Il legname non è l'unico materiale da costruzione che ha visto un aumento di prezzo, i materiali per coperture, la plastica, l'hardware e persino gli infissi sono aumentati in modo significativo nei costi. Ma da dove vengono questi aumenti di prezzo e c'è anche una fine in vista? Continua a leggere per scoprire cosa è successo per renderlo così.

Le segherie hanno chiuso in previsione di un rallentamento nella costruzione di alloggi

Bloomberg/Getty Images

Il motivo per cui stiamo assistendo a un aumento del costo del legname può essere fatto risalire alla pandemia globale di coronavirus (tramite la CNN). Quando l'economia statunitense è crollata nella primavera del 2020, le segherie hanno sospeso la produzione di legname in previsione di un rallentamento nella costruzione di alloggi, che non è mai arrivato. L'industria ha basato le sue previsioni sul boom immobiliare avvenuto all'inizio del 21° secolo, che ha iniziato a diminuire nel 2006, e la bolla immobiliare è scoppiata alla fine del 2007 costringendo molte segherie a chiudere i battenti.

Lawrence Yun, capo economista della National Association of Realtors, ha spiegato la reazione dell'industria delle segherie una volta che la pandemia ha preso piede (tramite la CNN). "C'era una grande paura tra le segherie per prepararsi a una recessione", ha detto Yun. "Quando gli acquisti di case sono aumentati, non sono stati in grado di aprire la capacità abbastanza rapidamente". L'industria delle segherie non si è preparata all'aumento dei lavori di ristrutturazione e ampliamento delle case che stiamo vedendo oggi, che sono aumentati in parte a causa delle persone chiuse nelle loro case per mesi e anche a causa del calo dei prezzi dei mutui (via Forbes) . All'inizio della pandemia, infatti, i tassi dei mutui a tasso fisso a 30 anni sono scesi a meno del 3%.

Nonostante l'attuale aumento dei prezzi del legname, gli esperti del settore si aspettano che i prezzi scendano di nuovo, poiché le segherie sono in grado di soddisfare la domanda (tramite la CNN). Il CEO di KB Home Jeffrey Mezger ha affermato: "Gli stabilimenti stanno tornando online".

Il legname non è l'unico problema

Shutterstock

La domanda di materiali abitativi in ​​generale è cresciuta, il che significa che i prezzi del legno non sono gli unici costi ad aumentare. Secondo la ABC, il balzo complessivo nei progetti di miglioramento della casa, unito alle condizioni meteorologiche irregolari negli Stati Uniti meridionali, ha causato un aumento dei prezzi dei materiali per coperture. Le attività di copertura hanno dovuto chiudere temporaneamente o permanentemente a causa di una combinazione di perdita di energia a causa di tempeste e licenziamento dei lavoratori a causa della pandemia di coronavirus. L'industria delle coperture in Texas, ad esempio, ha visto un aumento del 30% per cento del costo delle forniture dopo che pericolose tempeste e neve da record hanno fatto aumentare la domanda di riparazioni del tetto (tramite ABC). L'aumento, ovviamente, viene trasmesso ai consumatori.

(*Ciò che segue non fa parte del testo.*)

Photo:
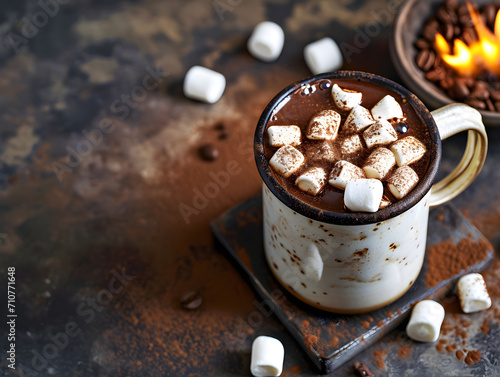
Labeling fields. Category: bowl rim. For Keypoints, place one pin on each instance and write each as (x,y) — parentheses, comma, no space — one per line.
(413,77)
(356,218)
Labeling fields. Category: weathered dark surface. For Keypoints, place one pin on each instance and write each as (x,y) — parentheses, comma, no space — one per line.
(119,205)
(331,340)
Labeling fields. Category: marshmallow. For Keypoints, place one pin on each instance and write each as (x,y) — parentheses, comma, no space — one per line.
(284,135)
(408,150)
(312,181)
(324,125)
(267,356)
(385,202)
(287,160)
(350,145)
(203,84)
(378,163)
(380,133)
(363,195)
(387,109)
(425,322)
(402,181)
(345,99)
(313,264)
(358,119)
(472,293)
(324,152)
(343,172)
(266,41)
(323,56)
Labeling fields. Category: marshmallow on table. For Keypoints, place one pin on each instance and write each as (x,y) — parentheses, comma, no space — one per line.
(350,145)
(387,108)
(313,264)
(379,133)
(408,150)
(287,160)
(267,356)
(203,84)
(345,99)
(312,181)
(379,163)
(425,321)
(473,294)
(266,41)
(324,152)
(402,181)
(284,135)
(324,125)
(344,172)
(358,119)
(363,195)
(324,55)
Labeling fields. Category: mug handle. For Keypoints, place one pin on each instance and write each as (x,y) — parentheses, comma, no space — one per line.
(450,120)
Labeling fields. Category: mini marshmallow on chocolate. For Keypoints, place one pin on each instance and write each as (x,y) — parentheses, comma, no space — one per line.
(408,150)
(388,109)
(380,133)
(379,163)
(284,135)
(425,321)
(267,356)
(344,172)
(358,119)
(363,195)
(324,125)
(473,294)
(312,181)
(350,145)
(345,99)
(287,160)
(402,181)
(324,152)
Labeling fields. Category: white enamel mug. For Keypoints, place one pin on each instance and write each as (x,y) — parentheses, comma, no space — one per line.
(358,262)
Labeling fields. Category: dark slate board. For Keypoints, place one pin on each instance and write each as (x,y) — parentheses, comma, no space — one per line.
(329,339)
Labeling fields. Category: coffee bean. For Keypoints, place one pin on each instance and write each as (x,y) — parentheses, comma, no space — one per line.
(480,90)
(208,152)
(478,104)
(362,369)
(422,44)
(436,74)
(191,300)
(425,59)
(460,90)
(448,31)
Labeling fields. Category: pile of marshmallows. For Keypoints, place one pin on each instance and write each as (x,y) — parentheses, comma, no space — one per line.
(363,185)
(266,44)
(424,325)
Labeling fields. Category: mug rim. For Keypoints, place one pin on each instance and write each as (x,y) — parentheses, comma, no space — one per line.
(355,218)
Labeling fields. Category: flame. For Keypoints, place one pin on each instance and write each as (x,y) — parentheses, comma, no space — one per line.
(481,54)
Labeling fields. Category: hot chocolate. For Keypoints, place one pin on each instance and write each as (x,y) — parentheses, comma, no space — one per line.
(332,131)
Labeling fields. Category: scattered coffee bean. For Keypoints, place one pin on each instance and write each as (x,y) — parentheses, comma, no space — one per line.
(401,127)
(191,300)
(362,369)
(208,152)
(478,104)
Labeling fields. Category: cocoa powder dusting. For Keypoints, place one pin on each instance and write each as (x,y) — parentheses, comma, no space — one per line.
(446,259)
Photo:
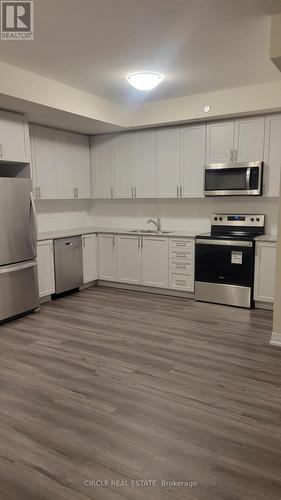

Anche i prezzi delle materie plastiche utilizzate nei materiali da costruzione come isolamento e tubazioni oltre a pavimenti, granito e mattoni sono aumentati (tramite The Wall Street Journal). Gli aumenti per le tubazioni e l'isolamento possono essere il risultato di condizioni meteorologiche irregolari nella parte meridionale del paese dove sono stati colpiti gli impianti petroliferi (tramite The Irish Times). I fornitori di questi materiali hanno progressivamente aumentato i prezzi fino al 20% negli ultimi mesi. All'inizio di quest'anno la Total Petrolchimica e la raffinazione in Texas, che fornisce la materia prima per la plastica da costruzione, ha dovuto interrompere la produzione a causa di interruzioni del clima freddo. La pandemia ha causato un aumento dei prezzi di molti materiali aggiuntivi, inclusi rottami di ferro e acciaio, finestre in legno, infissi idraulici, hardware e vernici (tramite Bob Vila).